I think it’s funny that Mitt Romney’s cynicism bit him in the ass last night. For the first time, I watched a debate on CNN so I could watch the moment-to-moment reaction of their survey group. Every time that Romney said something bellicose the audience reacted negatively, which seemed to vindicate his overall strategy of backtracking on all his tough talk on foreign policy. But that was an effort to win a bunch of small skirmishes that caused him to lose the war.

The segment of the population who actually knows what Romney has been saying about Iran and Pakistan and Israel and Iraq and Egypt and Libya noticed that Romney was flip-flopping and changing his positions. Those who didn’t know his record noticed that he was basically endorsing and approving of Obama’s policies.

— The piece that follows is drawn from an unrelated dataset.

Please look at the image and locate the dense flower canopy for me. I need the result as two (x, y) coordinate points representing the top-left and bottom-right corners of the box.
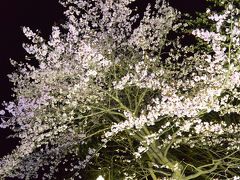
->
(0, 0), (240, 179)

I’ve seen analysis that Romney was debating like he had a lead. It may have seemed that way, but he doesn’t have a lead and he never has had a lead. And that’s not what he was thinking. He was thinking that the foreign policies he has been espousing poll very badly and that Joe Biden exposed that in his debate with Paul Ryan. It’s not that Romney thought he could coast to victory. It’s that he had nothing to say that could possibly help his cause.

But, here’s the thing. Romney would have been better off espousing unpopular opinions in a confident manner than he was in jettisoning his whole foreign policy critique and looking weak as a result. He should have learned that from his success in the first debate in which he lost on substance but won by being the more dominant personality.